We focus on tailoring non-compete agreements to be narrowly scoped, specifying limited geographic regions, defined timeframes, and clearly identified roles or functions. This precision ensures the agreement addresses legitimate business interests, such as protection of trade secrets, without overreaching into general employment restrictions. One effective technique is incorporating a reasonable garden leave or non-solicitation clause as an alternative to broader restrictions. This allows the company to safeguard sensitive information while aligning with evolving state laws that often favor mobility and limit enforceability of traditional non-competes. By emphasizing specificity and proportionality, agreements remain legally defensible and enforceable while respecting the employee's right to pursue future opportunities.
Drafting non-compete agreements in restrictive jurisdictions requires a focus on precision, clarity, and proportionality. One effective technique is to narrowly tailor the agreement's scope, limiting it to specific roles, responsibilities, or regions directly tied to legitimate business interests. Avoiding broad or overly vague restrictions increases the likelihood that a court will uphold the agreement if challenged.
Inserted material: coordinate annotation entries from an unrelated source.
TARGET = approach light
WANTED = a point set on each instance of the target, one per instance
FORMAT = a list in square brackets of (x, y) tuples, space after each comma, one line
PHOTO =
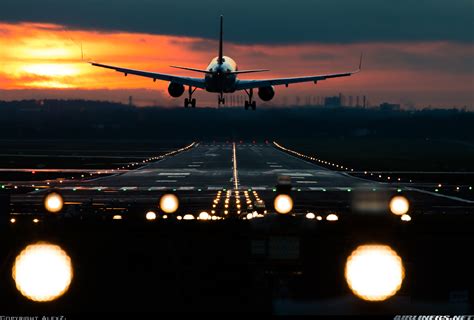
[(374, 272), (150, 216), (169, 203), (53, 202), (42, 272), (283, 203), (399, 205)]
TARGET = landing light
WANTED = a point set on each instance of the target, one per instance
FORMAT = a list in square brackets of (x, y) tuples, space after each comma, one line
[(283, 203), (42, 272), (53, 202), (169, 203), (374, 272)]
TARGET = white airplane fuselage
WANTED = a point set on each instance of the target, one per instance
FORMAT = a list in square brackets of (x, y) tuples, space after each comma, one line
[(221, 79)]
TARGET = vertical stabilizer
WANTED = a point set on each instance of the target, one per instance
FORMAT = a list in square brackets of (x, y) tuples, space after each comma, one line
[(220, 58)]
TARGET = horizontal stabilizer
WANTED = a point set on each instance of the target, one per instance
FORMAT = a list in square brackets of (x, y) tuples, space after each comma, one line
[(249, 71)]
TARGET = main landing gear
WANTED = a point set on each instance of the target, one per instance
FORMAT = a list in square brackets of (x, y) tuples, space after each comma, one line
[(220, 99), (190, 101), (249, 102)]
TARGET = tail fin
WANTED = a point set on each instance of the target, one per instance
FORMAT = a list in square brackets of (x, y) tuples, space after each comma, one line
[(221, 59)]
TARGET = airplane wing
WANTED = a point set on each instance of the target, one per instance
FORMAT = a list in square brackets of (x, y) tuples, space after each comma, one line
[(188, 81), (249, 84)]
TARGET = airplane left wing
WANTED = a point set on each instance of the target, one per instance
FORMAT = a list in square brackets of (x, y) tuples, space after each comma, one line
[(249, 84), (188, 81)]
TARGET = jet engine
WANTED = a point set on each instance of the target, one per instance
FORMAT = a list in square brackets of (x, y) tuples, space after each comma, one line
[(266, 93), (175, 89)]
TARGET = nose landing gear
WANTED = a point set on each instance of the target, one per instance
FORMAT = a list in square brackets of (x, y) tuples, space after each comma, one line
[(190, 101), (250, 103)]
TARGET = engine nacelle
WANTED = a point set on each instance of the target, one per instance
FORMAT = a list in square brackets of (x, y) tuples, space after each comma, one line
[(175, 89), (266, 93)]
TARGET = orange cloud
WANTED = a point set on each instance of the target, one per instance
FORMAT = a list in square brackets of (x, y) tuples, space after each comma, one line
[(48, 56)]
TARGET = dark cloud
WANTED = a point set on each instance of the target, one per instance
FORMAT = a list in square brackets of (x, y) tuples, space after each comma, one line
[(270, 21)]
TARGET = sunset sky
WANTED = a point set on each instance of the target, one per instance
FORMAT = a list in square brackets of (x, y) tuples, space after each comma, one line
[(413, 54)]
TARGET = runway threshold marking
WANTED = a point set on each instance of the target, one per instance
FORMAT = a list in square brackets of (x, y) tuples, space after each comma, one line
[(234, 161)]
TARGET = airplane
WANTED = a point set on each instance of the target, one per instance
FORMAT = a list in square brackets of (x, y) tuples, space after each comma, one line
[(220, 77)]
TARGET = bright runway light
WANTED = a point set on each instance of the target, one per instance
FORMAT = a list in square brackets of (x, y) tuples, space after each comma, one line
[(204, 216), (310, 215), (42, 272), (283, 203), (53, 202), (399, 205), (150, 215), (374, 272), (405, 218), (169, 203)]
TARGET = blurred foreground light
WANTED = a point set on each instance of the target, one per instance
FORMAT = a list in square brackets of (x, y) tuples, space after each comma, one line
[(204, 216), (42, 272), (399, 205), (169, 203), (310, 215), (53, 202), (374, 272), (283, 203), (150, 215), (405, 218)]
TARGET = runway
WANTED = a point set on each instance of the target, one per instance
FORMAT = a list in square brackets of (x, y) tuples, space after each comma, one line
[(198, 174), (210, 167)]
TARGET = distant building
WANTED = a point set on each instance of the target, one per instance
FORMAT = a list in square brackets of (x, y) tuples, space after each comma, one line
[(332, 101), (389, 107)]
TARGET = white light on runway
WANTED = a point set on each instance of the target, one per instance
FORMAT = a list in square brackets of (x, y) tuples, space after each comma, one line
[(283, 203), (399, 205), (53, 202), (310, 215), (374, 272), (42, 272), (150, 215), (169, 203)]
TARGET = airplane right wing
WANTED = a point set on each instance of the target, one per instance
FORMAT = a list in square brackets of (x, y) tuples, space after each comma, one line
[(187, 81)]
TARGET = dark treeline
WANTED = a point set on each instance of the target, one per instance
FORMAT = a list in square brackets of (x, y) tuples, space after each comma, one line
[(95, 119)]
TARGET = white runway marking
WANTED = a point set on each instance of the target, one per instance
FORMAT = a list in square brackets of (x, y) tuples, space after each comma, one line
[(186, 188), (174, 173)]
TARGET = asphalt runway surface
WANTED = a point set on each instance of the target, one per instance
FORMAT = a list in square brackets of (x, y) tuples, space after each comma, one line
[(199, 173)]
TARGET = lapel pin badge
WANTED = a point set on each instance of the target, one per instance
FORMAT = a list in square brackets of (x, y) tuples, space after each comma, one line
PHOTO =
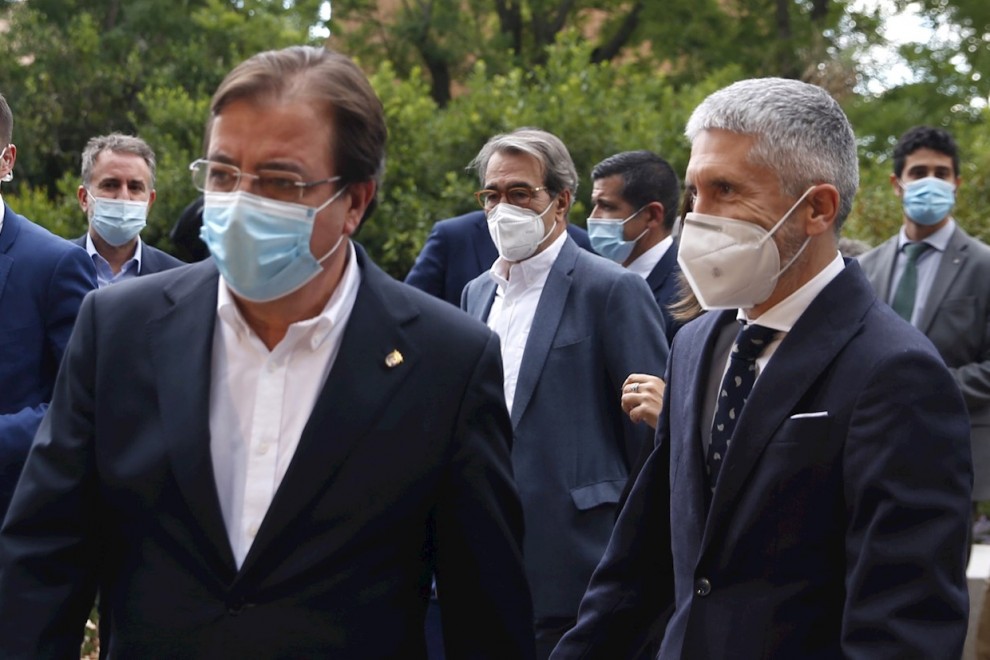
[(393, 359)]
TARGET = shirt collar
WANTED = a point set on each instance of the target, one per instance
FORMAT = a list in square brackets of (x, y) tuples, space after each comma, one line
[(785, 314), (93, 252), (529, 271), (317, 329), (644, 264), (938, 240)]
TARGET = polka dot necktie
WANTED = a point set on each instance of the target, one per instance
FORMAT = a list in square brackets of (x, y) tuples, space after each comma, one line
[(736, 386)]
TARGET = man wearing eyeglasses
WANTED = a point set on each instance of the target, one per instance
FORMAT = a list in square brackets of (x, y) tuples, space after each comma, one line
[(572, 326), (269, 453), (116, 194)]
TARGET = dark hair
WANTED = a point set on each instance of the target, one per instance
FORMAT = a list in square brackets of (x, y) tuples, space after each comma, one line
[(326, 77), (6, 122), (646, 177), (925, 137)]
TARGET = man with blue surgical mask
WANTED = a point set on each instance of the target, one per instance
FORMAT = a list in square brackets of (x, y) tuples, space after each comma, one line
[(116, 194), (937, 276), (635, 196), (572, 326)]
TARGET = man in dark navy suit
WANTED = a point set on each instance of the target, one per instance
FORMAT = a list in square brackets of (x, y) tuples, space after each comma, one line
[(808, 494), (43, 279), (457, 251)]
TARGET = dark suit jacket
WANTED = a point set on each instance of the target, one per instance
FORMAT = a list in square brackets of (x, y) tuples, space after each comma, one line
[(595, 323), (957, 320), (153, 260), (400, 472), (458, 250), (663, 282), (838, 527), (43, 279)]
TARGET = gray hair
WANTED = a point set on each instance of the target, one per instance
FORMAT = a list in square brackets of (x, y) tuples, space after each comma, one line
[(117, 143), (559, 173), (801, 133)]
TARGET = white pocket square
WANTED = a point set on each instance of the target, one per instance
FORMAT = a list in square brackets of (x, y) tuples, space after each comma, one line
[(823, 413)]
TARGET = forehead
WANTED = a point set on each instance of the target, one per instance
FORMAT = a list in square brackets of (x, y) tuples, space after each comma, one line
[(718, 153), (928, 160), (295, 134), (509, 168), (120, 166)]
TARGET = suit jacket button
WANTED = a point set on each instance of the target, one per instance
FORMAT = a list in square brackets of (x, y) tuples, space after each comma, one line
[(702, 587)]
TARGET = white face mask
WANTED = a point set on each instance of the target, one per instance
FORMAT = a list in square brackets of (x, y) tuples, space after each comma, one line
[(517, 232), (731, 264)]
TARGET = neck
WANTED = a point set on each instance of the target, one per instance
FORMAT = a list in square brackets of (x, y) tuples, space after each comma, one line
[(116, 255)]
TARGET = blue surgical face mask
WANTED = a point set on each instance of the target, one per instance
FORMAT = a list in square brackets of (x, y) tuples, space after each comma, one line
[(260, 245), (927, 201), (117, 221), (606, 237)]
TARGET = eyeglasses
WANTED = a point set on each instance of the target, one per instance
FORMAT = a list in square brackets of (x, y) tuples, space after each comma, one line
[(517, 196), (210, 176)]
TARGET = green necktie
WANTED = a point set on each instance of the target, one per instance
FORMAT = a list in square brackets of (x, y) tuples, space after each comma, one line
[(907, 287)]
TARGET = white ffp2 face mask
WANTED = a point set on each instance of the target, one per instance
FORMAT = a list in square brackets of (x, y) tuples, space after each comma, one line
[(731, 264), (517, 232)]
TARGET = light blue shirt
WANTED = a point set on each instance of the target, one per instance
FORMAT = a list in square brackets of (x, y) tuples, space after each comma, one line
[(927, 265)]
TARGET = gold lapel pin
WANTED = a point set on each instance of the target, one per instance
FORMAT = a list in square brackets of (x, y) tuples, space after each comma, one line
[(393, 359)]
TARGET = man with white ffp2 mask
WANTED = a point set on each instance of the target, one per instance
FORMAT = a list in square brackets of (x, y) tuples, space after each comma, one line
[(808, 494), (116, 194), (572, 326)]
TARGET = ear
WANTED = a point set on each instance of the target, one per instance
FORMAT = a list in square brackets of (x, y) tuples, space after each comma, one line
[(83, 198), (358, 196), (823, 203)]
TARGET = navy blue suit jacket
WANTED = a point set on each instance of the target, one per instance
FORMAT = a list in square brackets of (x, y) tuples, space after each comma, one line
[(457, 251), (839, 524), (663, 282), (153, 260), (43, 279), (595, 323), (402, 471)]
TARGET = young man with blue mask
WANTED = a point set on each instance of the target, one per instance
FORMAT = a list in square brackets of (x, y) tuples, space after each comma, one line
[(116, 194), (937, 276), (635, 196)]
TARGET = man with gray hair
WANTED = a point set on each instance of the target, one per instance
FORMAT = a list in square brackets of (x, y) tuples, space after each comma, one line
[(572, 326), (808, 496), (116, 194)]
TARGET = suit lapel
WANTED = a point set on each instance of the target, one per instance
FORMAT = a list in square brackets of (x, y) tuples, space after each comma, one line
[(549, 311), (952, 263), (358, 386), (186, 329), (821, 332)]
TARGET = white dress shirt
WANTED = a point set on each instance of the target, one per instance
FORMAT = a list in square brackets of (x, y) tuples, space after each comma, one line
[(517, 295), (927, 265), (644, 264), (260, 401)]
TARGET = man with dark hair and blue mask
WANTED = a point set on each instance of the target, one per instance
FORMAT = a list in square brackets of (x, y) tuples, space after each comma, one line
[(937, 277), (116, 194), (268, 454)]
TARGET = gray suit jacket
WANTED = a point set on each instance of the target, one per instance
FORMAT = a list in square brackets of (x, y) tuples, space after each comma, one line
[(957, 320), (595, 323)]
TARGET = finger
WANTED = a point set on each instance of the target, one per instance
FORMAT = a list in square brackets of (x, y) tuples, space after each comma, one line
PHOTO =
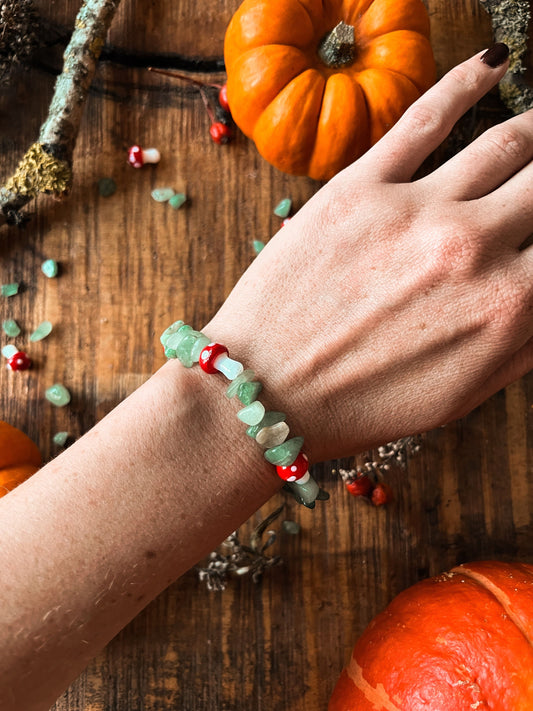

Additionally, including well-defined time limits and reasonable geographic boundaries ensures the agreement aligns with state statutes and recent case law. Framing the restriction around protecting trade secrets or client relationships rather than general competition also strengthens enforceability. This approach balances protection of business interests with respect for employee mobility, providing legal defensibility while minimizing the risk of the agreement being deemed overreaching or invalid.